Cardiopulmonary resuscitation success rates have remained stable at about 15% for the previous 30 years. Age, primary diagnosis, type of hospital, operative status, and length of resuscitation affect success rates.
Source of funding: Not stated.
For article reprint: Dr. A.P. Schneider II, 1401 Harrodsburg Road, Suite B-375, Lexington, KY 40504, USA.
CPR is done on most hospitalized patients having cardiorespiratory arrest. Many studies have shown outcomes after in-hospital CPR and commented on the futility of this intervention for several subgroups of patients. By combining these results, Schneider and colleagues concluded that in-hospital CPR success rates have not improved over the last 3 decades. The authors have also identified other risk factors related to survival, such as age, initial rhythm, operative status, and primary diagnoses.

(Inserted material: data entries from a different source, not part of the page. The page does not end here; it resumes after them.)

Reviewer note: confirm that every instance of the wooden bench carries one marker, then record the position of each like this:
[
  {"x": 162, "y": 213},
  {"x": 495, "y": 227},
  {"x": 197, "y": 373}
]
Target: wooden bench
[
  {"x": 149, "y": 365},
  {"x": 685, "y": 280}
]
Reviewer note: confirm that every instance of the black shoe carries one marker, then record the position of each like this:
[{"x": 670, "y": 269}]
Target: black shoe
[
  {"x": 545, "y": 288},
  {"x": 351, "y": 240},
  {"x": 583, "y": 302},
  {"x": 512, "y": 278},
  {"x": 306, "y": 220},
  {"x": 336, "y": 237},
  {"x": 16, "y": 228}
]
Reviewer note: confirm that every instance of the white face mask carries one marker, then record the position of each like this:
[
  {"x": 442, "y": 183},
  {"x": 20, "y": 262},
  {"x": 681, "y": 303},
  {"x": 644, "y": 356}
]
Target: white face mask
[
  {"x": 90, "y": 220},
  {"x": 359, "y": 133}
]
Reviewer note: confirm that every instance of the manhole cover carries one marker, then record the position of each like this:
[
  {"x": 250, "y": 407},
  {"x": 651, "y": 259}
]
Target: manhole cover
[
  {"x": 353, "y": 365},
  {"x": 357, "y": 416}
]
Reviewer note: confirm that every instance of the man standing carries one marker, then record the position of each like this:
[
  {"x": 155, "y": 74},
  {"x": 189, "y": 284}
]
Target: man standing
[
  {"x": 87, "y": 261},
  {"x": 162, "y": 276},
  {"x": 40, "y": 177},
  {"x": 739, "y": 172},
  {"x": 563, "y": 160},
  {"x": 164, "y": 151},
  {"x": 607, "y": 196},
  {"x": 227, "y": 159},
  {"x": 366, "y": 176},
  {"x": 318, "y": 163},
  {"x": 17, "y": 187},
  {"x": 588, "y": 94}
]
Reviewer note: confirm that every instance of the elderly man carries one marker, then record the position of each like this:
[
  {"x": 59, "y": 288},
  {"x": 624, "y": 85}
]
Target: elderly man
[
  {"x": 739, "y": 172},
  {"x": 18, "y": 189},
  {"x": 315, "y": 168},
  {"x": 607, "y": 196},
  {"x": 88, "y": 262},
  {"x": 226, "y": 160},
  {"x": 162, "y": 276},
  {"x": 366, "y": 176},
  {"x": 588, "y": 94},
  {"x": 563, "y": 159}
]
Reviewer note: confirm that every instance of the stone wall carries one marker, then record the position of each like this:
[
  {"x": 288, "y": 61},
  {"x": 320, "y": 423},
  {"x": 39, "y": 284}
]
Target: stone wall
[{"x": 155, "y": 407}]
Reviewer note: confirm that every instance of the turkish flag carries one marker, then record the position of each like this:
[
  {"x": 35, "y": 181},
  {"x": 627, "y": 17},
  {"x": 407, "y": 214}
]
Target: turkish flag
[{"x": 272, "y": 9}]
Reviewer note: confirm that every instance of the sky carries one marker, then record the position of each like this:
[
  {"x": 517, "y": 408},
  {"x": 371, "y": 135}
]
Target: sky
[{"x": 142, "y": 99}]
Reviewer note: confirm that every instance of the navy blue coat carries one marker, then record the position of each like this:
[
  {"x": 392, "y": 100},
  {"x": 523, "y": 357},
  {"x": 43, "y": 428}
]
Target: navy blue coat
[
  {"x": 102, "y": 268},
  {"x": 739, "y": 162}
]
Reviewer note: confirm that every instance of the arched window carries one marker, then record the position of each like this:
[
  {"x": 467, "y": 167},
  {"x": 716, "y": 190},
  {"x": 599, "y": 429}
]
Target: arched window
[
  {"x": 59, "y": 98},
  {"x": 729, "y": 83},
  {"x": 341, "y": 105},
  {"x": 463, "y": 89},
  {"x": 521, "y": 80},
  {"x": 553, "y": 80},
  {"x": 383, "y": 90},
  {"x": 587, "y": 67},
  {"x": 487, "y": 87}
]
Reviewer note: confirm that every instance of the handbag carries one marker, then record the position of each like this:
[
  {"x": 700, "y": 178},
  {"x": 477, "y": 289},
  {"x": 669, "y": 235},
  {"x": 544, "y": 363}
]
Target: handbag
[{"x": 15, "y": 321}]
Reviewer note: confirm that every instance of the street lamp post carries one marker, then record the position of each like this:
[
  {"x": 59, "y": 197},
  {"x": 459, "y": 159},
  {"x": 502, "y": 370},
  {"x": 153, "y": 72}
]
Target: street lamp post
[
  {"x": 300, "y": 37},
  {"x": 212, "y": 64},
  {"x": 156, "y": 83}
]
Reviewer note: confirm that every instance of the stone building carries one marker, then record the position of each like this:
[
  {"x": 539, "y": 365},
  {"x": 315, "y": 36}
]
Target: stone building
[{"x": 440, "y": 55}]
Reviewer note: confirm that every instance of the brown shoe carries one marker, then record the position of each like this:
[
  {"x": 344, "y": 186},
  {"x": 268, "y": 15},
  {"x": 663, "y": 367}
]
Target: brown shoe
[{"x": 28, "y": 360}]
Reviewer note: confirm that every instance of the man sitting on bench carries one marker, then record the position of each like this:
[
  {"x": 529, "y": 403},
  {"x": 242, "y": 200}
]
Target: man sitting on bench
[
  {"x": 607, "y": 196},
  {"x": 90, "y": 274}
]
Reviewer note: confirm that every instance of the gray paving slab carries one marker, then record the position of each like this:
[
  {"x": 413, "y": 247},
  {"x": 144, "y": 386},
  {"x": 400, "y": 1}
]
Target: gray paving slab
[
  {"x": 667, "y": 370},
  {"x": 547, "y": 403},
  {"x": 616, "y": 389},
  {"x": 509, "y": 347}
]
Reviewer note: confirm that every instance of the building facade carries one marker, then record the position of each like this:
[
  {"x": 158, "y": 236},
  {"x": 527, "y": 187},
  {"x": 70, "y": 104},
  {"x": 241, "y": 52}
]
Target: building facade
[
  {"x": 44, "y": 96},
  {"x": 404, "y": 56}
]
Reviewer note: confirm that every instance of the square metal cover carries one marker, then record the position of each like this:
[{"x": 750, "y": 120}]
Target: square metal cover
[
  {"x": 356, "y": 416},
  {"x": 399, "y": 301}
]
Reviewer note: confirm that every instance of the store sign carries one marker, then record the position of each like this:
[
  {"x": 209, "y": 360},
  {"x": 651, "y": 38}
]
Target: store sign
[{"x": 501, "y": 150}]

The authors did a comprehensive review of the literature and used sound methods in doing this meta-analysis. The variable quality and comparability of the original studies, diverse settings, and different population groups, however, must be taken into account. These factors as well as random error in outcome measurements may explain the inability to show a clinically important improvement in CPR success rates over the last 30 years. This study also found age to be inversely related to CPR success rates. It is unclear from the analysis provided whether age alone is a major determinant of survival or to what extent additional risk factors are also independently predictive.
Little doubt exists that CPR saves lives, but survival after cardiac arrest still remains unacceptably low. Success rates are particularly low after unwitnessed arrests, delays in the initiation of advanced life support, asystole or pulseless electrical activity, and in patients with some primary diagnoses. Only the last 2 of these prognostic factors were examined by the authors.
In summary, this overview confirms that CPR success rates are still low, suggesting a need for further research into CPR procedures and improved delivery of advanced life support. This report does not provide evidence supporting the futility of CPR in specific subgroups, although it identifies subgroups where CPR has < 5% chance of success.